As mentioned in chapter 4, Walter Ruttmann’s Weekend (1930) pioneered this genre, depicting the urban soundscape of Berlin. Two decades later, musique concrète used natural sounds, but typically in short clips spliced together rapidly. In contrast, Luc Ferrari’s breakthrough composition Presque rien ou le lever du jour au bord de la mer (1967–1970) began as a long, continuous recording of environmental sounds at a Yugoslavian beach. An inveterate recordist, Ferrari gathered sounds from around the world and integrated them into his compositions, creating amazing fictional soundscapes by layering one environment on top of another.

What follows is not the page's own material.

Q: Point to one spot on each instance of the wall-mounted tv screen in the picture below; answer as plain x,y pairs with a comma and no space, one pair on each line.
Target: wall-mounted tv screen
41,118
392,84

By now, soundscape music is an established genre practiced by many artists (Schafer 1977).
(Composing Electronic Music - A NEW AESTHETIC by Curtis Roads)
The soundscape composition is a form of electroacoustic music, characterized by the presence of recognizable environmental sounds and contexts, the purpose being to invoke the listener's associations, memories, and imagination related to the soundscape. At first, the simple exercise of "framing" environmental sound by taking it out of context, where often it is ignored, and directing the listener's attention to it in a publication or public presentation, meant that the compositional technique involved was minimal . . . This neutral use of the material established one end of the continuum occupied by soundscape compositions, namely those that are the closest to the original environment, or what might be called "found compositions". Other works use transformations of environmental sounds . . . with an inevitable increase in the level of abstraction. However, the intent is always to reveal a deeper level of signifcation inherent within the sound and to invoke the listener's semantic associations without obliterating the sound's recognizability.